Joe Raedle / Getty Images According to a parliamentary inquiry, Donald Trump wanted to defraud the US presidential election in 2020, in which he lost to Joe Biden (photo taken on February 26 during the Republican Congress in Florida).
UNITED STATES – Donald Trump and his allies have been involved in criminal activities in an attempt to cancel the 2020 presidential election, the House of Representatives committee responsible for investigating the US Capitol attack by a crowd of supporters of the former president.
The commission has enough evidence to “conclude in good faith that the president and members of his campaign were involved in a criminal conspiracy to defraud the United States,” she wrote in a brief statement received from several US media outlets.
The commission’s statements do not form its final conclusion, as the investigation is still ongoing. This is no less humiliating against Donald Trump, who is struggling to cling to power after losing to Joe Biden.
“Conspiracy to commit a crime”
The commission prepared its report after a request from the court for access to documents by right-wing lawyer John Eastman, US media reported.
This ally of Donald Trump is the one who wrote a well-known note outlining how he says Vice President Mike Pence could block MPs from attesting to Joe Biden’s election victory over Donald Trump in what would normally be a session. A routine for Congress on January 6, 2021. Mike Pence eventually refused to do so.
The Commission finds that this act violates US law, which criminalizes “conspiracy to commit a crime against the United States or to defraud the United States or one of its agencies in any way or for any purpose.”

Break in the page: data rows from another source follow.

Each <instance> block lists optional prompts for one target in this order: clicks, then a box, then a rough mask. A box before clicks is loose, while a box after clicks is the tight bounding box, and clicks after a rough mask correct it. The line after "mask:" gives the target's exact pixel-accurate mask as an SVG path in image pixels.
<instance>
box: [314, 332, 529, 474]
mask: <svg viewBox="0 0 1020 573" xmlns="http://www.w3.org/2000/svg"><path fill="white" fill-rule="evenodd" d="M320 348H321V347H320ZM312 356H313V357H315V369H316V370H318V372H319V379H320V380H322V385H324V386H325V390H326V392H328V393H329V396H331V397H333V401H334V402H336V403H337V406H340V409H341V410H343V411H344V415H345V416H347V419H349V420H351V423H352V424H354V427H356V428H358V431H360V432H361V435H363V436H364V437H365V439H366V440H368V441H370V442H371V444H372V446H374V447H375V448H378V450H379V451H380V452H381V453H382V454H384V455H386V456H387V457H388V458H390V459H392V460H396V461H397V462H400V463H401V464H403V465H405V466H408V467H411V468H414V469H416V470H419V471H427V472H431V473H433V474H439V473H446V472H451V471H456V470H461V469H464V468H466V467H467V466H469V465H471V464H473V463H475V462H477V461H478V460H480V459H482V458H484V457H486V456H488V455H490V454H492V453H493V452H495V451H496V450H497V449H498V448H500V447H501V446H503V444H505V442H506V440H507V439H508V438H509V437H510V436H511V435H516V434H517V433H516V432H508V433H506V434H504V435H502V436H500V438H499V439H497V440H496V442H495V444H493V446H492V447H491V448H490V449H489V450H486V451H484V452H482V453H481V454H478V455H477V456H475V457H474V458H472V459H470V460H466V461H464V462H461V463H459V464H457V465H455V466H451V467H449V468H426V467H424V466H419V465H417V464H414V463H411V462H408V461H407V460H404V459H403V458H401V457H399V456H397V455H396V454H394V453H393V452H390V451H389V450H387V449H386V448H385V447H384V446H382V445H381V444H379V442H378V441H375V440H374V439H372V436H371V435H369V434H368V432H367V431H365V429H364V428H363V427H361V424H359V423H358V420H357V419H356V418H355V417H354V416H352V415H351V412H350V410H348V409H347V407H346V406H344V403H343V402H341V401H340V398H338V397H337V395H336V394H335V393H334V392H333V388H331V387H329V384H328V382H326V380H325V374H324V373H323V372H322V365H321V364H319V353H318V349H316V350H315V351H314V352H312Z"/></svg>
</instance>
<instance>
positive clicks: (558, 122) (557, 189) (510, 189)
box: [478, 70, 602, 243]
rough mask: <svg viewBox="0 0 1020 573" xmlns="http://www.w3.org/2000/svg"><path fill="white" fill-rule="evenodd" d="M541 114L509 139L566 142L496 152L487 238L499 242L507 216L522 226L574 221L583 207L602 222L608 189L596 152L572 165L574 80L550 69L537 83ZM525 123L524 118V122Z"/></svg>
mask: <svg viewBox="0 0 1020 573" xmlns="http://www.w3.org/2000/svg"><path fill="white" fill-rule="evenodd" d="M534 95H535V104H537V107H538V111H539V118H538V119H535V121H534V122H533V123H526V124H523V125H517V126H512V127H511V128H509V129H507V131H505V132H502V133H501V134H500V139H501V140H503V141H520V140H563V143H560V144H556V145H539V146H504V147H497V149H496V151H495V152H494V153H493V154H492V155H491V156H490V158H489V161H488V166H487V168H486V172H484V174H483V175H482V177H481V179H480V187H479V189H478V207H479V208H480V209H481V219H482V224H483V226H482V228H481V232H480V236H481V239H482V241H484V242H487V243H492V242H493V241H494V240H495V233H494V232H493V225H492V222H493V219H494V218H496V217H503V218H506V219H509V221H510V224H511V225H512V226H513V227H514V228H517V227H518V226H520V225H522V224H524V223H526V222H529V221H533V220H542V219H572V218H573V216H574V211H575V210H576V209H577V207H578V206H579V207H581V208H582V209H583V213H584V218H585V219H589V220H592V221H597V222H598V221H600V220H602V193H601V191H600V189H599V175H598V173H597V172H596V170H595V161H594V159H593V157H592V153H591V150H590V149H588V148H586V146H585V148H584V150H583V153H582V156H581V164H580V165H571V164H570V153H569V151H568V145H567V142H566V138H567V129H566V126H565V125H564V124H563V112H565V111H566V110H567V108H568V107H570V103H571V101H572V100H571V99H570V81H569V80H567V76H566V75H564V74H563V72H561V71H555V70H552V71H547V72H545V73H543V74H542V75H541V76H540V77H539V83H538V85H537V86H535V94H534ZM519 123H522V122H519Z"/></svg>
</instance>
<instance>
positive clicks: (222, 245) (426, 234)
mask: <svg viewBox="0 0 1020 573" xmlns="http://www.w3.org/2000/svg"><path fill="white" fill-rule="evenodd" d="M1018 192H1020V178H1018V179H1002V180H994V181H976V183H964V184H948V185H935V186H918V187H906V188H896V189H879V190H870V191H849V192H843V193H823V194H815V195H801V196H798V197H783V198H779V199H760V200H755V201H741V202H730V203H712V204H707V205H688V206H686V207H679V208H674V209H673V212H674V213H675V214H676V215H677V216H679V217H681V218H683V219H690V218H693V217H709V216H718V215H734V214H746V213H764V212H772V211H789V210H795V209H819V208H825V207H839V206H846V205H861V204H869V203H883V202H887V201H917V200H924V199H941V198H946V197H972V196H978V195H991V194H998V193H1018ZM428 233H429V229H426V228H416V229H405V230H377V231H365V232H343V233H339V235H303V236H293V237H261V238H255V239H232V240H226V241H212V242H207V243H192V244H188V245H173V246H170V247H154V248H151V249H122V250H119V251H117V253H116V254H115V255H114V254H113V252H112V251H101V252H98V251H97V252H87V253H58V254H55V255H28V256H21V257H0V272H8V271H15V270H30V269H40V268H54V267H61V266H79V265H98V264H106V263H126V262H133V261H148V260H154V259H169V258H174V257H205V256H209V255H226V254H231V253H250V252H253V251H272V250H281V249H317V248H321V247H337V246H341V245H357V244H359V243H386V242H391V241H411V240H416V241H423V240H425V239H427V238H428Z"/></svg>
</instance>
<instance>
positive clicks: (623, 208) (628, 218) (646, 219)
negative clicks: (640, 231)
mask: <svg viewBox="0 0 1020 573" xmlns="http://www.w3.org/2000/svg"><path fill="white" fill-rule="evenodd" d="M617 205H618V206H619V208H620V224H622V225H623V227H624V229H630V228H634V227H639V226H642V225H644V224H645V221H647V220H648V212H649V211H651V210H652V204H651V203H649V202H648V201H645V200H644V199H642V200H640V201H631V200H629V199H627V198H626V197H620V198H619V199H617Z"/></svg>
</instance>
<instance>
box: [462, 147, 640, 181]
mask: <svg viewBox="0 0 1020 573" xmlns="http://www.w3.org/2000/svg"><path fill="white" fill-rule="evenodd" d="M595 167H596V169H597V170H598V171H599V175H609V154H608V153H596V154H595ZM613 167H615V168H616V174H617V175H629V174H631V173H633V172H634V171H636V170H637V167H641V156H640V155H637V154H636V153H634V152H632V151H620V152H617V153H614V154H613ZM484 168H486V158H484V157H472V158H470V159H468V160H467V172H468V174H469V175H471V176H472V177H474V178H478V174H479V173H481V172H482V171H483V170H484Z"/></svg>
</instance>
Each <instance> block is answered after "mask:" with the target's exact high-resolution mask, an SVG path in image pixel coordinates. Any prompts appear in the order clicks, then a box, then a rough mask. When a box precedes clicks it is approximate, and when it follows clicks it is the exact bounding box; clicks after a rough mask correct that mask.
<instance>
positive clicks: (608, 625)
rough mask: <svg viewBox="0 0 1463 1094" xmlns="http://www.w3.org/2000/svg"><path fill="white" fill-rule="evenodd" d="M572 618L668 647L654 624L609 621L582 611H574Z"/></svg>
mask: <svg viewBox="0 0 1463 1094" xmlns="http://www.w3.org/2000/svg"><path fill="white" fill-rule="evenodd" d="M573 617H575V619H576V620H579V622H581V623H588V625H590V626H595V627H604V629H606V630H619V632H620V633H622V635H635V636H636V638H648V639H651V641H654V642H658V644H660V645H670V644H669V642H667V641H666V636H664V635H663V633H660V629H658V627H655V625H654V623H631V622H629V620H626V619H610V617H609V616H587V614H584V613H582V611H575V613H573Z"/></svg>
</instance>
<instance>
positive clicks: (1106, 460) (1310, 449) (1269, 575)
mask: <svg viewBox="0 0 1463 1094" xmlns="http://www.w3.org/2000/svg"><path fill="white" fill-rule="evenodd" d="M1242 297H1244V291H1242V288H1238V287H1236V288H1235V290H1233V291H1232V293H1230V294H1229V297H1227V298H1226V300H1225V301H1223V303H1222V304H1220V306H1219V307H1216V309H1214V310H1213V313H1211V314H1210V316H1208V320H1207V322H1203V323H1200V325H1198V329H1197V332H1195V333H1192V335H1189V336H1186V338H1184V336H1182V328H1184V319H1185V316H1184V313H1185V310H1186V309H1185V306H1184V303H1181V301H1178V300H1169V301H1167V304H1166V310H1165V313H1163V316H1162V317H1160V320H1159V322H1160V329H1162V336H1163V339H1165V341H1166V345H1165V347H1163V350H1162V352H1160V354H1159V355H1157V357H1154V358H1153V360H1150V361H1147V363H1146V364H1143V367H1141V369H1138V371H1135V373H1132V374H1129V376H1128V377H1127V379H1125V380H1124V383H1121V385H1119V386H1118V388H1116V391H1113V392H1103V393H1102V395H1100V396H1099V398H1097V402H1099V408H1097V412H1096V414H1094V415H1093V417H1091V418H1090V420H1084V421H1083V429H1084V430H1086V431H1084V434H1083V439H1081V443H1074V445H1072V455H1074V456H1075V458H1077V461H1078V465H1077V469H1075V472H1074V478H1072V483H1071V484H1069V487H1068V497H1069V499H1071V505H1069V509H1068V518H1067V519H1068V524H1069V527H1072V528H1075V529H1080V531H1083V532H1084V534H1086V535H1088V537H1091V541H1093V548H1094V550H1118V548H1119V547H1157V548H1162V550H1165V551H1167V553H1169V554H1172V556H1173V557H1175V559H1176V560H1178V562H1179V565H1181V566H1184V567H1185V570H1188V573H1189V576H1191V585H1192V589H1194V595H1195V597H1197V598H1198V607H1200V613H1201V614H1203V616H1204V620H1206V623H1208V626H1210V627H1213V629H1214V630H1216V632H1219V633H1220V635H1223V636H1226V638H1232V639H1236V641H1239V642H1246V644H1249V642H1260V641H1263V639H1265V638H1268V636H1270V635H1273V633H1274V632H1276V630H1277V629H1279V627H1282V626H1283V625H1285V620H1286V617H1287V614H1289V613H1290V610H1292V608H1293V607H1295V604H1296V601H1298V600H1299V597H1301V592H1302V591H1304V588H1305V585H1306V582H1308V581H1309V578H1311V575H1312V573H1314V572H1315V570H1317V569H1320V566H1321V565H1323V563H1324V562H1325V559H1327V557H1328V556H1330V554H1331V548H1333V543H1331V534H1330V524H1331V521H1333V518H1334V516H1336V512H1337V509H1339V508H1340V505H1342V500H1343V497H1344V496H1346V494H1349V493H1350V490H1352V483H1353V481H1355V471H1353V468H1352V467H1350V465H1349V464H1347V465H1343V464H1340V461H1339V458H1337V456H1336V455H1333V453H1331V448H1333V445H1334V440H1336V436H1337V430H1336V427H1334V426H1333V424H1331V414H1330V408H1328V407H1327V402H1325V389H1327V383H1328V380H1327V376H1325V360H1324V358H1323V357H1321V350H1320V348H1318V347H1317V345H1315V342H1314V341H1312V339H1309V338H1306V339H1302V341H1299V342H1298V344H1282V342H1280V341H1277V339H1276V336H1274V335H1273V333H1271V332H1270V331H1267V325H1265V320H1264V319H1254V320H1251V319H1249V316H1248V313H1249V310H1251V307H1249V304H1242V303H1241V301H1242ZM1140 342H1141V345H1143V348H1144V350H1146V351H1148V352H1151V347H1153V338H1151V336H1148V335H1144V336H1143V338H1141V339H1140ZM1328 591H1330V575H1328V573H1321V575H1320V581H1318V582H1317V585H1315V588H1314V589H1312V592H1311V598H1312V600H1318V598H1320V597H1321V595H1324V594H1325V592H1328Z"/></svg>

Donald Trump, then one of Twitter’s most powerful users, spent months – and long before the election – instilling in his tens of millions of subscribers the idea that the election could be rigged. On January 6, just before the deadly attack on the Capitol, he again criticized alleged election fraud during a White House meeting and called on the crowd to “fight.”
The Republican faced a second impeachment lawsuit after the Capitol attack, but was acquitted by the Senate, which tried him for “inciting an uprising.” Despite disagreements and growing domestic opposition, he still dominates the Republican Party and regularly hints at his desire to run for a second term in 2024.